Le
chapitre 4 « De la vieille Europe au Nouveau Monde » élargit l’approche
historique de la structure du capital à l’Allemagne et à l’Amérique du Nord.
Cela permet de faire une synthèse de la grille de lecture adoptée par Piketty.
Le
premier regard, le plus ample, examine la composition du capital : les
deux grandes évolutions des pays développés est que 1) les terres agricoles ont
été remplacées par le capital immobilier, industriel et financier ; et 2)
le rapport capital/revenu s’est effondré après 1914 et n’a cessé d’augmenter
après 1945 pour atteindre le niveau de 1914.
Le
second regard s’approche des éléments de ce capital et de leurs liens : 1)
Quelle est le part des actifs étrangers ? Très importante pour les
puissances coloniales, elle s’amenuise ensuite sauf pour l’Allemagne pour qui
elle représente aujourd’hui 50% de revenu national. 2) Deuxième élément : le
capital public et la dette publique ; 3) Troisième élément : Le
capital privé, c’est-à-dire la richesse patrimoniale des individus, qui, elle
aussi, suit un courbe en U.
La
guerre de 14 explique, pour l’Europe, la chute du rapport capital/revenu par
l’effet cumulé des destructions, des chocs budgétaires, des troubles financiers
(le fameux emprunt russe, la nationalisation du canal de Suez).
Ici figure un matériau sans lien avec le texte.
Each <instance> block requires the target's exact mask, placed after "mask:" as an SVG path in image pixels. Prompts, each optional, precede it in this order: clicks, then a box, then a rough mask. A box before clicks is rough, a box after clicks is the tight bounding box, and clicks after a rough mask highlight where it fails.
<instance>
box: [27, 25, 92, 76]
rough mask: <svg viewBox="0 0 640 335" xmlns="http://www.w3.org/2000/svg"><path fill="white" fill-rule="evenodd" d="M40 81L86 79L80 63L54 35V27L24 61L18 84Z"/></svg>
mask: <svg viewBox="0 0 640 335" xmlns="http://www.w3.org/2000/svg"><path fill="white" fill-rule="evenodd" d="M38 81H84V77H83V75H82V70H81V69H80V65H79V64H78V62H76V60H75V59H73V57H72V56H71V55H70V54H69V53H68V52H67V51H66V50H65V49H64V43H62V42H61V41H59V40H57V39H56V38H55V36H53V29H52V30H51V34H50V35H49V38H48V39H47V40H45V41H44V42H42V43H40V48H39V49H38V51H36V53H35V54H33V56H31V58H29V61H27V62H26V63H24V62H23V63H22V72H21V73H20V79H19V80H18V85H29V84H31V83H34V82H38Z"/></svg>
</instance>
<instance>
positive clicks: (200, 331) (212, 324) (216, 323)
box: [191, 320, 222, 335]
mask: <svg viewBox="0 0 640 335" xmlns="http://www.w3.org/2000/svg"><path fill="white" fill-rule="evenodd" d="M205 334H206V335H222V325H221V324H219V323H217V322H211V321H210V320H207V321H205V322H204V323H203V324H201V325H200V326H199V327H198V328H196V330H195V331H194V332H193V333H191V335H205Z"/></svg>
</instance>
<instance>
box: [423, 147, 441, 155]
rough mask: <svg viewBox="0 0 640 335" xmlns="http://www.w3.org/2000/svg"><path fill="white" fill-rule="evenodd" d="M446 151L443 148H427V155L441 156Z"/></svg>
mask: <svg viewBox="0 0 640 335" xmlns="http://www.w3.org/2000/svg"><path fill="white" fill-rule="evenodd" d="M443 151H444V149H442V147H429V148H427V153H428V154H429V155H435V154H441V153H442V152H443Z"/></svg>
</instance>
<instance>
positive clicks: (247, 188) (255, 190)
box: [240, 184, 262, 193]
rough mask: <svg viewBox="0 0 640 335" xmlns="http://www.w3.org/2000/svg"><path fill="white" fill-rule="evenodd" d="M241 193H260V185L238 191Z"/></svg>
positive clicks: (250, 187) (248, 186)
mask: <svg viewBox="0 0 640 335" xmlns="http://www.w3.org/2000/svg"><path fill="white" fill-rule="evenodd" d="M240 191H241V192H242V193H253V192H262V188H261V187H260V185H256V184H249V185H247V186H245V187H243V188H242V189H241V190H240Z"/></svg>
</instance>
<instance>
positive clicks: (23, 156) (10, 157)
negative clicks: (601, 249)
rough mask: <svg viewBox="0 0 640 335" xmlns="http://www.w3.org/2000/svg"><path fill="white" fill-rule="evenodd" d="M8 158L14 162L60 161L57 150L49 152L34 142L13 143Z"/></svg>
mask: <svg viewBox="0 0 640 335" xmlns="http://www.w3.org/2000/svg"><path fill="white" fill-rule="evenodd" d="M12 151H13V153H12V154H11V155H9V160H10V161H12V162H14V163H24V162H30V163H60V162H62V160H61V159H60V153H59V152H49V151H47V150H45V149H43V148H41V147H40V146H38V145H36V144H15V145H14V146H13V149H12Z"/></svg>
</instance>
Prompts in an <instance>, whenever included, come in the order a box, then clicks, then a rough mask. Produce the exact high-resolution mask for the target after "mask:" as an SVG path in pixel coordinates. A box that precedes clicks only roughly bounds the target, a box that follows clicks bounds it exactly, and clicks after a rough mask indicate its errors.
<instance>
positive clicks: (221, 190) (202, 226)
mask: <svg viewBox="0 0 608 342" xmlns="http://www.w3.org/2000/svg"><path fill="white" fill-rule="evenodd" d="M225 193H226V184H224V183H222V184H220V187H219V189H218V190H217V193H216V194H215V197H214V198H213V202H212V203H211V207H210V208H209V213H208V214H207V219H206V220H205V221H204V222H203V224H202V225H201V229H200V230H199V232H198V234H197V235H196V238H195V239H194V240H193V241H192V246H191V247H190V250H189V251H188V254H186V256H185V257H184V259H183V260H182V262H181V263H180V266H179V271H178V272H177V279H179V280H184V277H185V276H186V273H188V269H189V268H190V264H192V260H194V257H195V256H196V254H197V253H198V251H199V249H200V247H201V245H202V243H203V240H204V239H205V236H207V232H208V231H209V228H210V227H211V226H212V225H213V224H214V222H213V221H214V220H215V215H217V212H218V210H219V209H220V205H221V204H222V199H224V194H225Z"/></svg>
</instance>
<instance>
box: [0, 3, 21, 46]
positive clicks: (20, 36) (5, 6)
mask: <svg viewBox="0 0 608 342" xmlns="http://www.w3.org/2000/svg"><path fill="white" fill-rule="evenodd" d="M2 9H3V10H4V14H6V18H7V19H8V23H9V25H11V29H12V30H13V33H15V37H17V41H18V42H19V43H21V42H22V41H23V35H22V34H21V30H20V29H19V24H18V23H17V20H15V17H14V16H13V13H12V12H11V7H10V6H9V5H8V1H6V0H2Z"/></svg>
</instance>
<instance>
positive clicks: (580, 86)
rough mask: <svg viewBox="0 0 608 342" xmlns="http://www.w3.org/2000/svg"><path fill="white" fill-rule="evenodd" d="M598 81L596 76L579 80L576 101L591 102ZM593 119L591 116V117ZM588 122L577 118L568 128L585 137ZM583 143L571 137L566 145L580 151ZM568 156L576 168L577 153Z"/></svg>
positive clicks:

C’est la fin
des rentiers.
En
Amérique du Nord, les chocs du XXe siècle ont moins d’effets, ce qui fait que
le rapport entre capital nationale et revenu national est beaucoup plus stable.
Parmi
les autres enseignements du chapitre, je note :
• «
Le pays qui a le plus massivement utilisé l’inflation pour se débarrasser de
ses dettes au XXe siècle – L’Allemagne — ne veut pas entendre parler d’une
hausse des prix supérieurs à 2% par an ; le pays qui a toujours remboursé
ses dettes publiques, y compris au-delà du raisonnable — le RU —, a une
attitude plus souple et ne voit pas de mal à ce que sa banque centrale achète
une bonne part de sa dette publique et laisse légèrement filer l’inflation »
(p. 227)
• L’analyse
sur le poids du « capital esclavage » aux Etats-Unis (p. 250 sq.) : «
On constate que la valeur totale des esclaves était de près d’une année et
demie de revenu national aux Etats-Unis à la fin du XVIIIe et pendant la
première moitié du XIXe, c’est-à-dire approximativement autant que la valeur
des terres agricoles » (p. 251). Piketty voit dans le phénomène la source de l’ambivalence
américaine : d’un côté une promesse égalitaire et un espoir considérable
placé dans cette terre d’opportunités ; de l’autre, une forme extrêmement
brutale d’inégalité, notamment autour de la question raciale (p. 254).
Petite réserve de lecture en passant, sur la structure de détail du livre qui n'articule pas assez à mon goût les analyses. Le fil chronologique d'ensemble est clair, mais Piketty juxtapose ensuite des fiches d'analyse. Bref, petit défaut architectonique.